Modified: doc/trunk/design/syn/S02.pod
==============================================================================
--- doc/trunk/design/syn/S02.pod        (original)
+++ doc/trunk/design/syn/S02.pod        Tue Feb 13 23:07:00 2007
@@ -12,9 +12,9 @@
 
   Maintainer: Larry Wall <[EMAIL PROTECTED]>
   Date: 10 Aug 2004
-  Last Modified: 11 Feb 2007
+  Last Modified: 13 Feb 2007
   Number: 2
-  Version: 86
+  Version: 87
 
 This document summarizes Apocalypse 2, which covers small-scale
 lexical items and typological issues.  (These Synopses also contain
@@ -1958,67 +1958,20 @@
                 :trans          Parse as transliteration
                 :code           Quasiquoting
 
-Ordinarily the colon is required on adverbs, but the C<quote> declarator
-allows you to combine any of the existing adverbial forms above
-without an intervening colon:
+You may omit the first colon by joining an initial 'Q', 'q', or 'qq' with
+a single short form adverb, which produces forms like:
 
-    quote qw;                   # declare a P5-esque qw// meaning q:w
-    quote Qc;                   # Q:c//, interpolate only closures
+    qw /a b c/;                         # P5-esque qw// meaning q:w
+    Qc '...{$x}...';                    # Q:c//, interpolate only closures
+    qqx/$cmd @args/                     # equivalent to P5's qx//
 
-Actually, those two are already assumed, because you get all of the
-forms that use a single character modifier predeclared for free.  (Note
-this means that C<qx//> doesn't intepolate.)

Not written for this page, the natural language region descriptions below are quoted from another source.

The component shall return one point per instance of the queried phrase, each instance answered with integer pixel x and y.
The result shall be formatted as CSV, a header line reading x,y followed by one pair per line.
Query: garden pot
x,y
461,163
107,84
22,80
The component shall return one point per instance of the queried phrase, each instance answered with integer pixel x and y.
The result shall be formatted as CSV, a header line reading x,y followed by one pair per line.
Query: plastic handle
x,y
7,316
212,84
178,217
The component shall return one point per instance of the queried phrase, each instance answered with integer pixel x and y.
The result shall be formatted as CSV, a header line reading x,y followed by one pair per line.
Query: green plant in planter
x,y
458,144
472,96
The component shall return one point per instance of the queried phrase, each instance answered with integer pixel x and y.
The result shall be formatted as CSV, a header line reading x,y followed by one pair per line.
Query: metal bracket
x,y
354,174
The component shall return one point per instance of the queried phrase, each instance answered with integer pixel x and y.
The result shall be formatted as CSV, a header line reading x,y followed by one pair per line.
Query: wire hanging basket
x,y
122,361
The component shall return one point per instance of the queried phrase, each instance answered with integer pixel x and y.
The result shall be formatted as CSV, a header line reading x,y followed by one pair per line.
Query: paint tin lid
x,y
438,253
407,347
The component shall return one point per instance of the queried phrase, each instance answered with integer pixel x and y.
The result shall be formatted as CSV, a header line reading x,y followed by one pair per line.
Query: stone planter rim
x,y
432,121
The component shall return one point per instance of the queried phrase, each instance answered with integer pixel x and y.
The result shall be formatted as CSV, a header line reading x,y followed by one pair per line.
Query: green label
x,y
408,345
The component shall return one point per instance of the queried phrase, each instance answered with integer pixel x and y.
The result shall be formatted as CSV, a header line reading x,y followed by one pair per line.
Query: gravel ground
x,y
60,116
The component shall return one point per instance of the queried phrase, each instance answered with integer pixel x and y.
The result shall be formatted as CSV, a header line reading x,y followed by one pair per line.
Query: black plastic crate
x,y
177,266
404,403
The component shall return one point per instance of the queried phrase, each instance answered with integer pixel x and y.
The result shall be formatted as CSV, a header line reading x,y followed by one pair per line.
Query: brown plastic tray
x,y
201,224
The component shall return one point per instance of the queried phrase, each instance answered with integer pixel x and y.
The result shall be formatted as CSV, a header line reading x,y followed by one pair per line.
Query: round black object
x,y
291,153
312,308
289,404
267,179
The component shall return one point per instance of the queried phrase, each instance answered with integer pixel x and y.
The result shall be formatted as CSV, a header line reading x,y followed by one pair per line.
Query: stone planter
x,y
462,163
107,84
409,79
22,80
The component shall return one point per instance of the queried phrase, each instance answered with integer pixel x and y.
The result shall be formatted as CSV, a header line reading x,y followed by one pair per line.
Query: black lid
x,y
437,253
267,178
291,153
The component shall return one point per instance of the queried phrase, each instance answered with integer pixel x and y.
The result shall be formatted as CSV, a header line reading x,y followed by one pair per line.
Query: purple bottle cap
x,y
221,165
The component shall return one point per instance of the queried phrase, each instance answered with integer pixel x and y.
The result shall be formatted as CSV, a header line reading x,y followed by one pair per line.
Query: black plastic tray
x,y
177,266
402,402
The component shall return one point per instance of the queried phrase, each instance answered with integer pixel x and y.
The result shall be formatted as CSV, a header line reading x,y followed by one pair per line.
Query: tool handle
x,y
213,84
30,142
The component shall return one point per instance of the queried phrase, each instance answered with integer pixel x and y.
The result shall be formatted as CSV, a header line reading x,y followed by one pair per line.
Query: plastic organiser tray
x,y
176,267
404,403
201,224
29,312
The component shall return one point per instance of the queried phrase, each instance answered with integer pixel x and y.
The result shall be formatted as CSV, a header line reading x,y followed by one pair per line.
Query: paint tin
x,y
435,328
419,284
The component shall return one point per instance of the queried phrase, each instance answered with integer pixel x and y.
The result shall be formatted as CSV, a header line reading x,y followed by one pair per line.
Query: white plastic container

+(Note that C<qx//> doesn't intepolate.)
 
-If you want to abbreviate further, you may also give an explicit
-definition as either a string or quasiquote:
+If you want to abbreviate further, just define a macro:
 
-    quote qx = 'qq:x';          # equivalent to P5's qx//
-    quote qTO = 'qq:x:w:to';    # qq:x:w:to//
-    quote circumfix:<❰ ❱> = q:code{ .quoteharder };  # or some such...
-
-In particular, all these forms disable the lookahead for an adverbial argument,
-as if there were a space after the keyword.  So although
-
-    q:s($foo)
-
-will misinterpret C<$foo> as the C<:s> argument,
-
-    qs(stuff)
-
-has the advantage of misinterpreting it as the argument to the C<qs()>
-function instead.  C<:)>
-
-But parens are special that way.  (Even C<q()> is assumed to be a
-function call rather than a quote.)  Other bracketing characters are
-special only if they can be mistaken for adverbial arguments, so
-
-    qs[stuff]
-
-is fine, and means
-
-    q:s /stuff/
-
-while
-
-    q:s[stuff]
-
-also happens to work because quote adverbs only allow the paren form of
-bracketed adverbs.
-
-If this is all too much of a hardship, you can define your own quote
-adverbs and operators as standard macros.  The main difference is that,
-unlike
-
-    quote qs = 'q:s';
-
-declaring something like
-
-    macro qs { 'q:s' }
-
-does I<not> disable the subsequent search for a parenthesized argument
-to C<:n>.  To get the equivalent, you need to add a space:
-
-    macro qs { 'q:s ' }
+    macro qx { 'qq:x ' }          # equivalent to P5's qx//
+    macro qTO { 'qq:x:w:to ' }    # qq:x:w:to//
+    macro circumfix:<❰ ❱> ($expr) { q:code{ $expr.quoteharder } }
 
 All the uppercase adverbs are reserved for user-defined quotes.
 All Unicode delimiters above Latin-1 are reserved for user-defined quotes.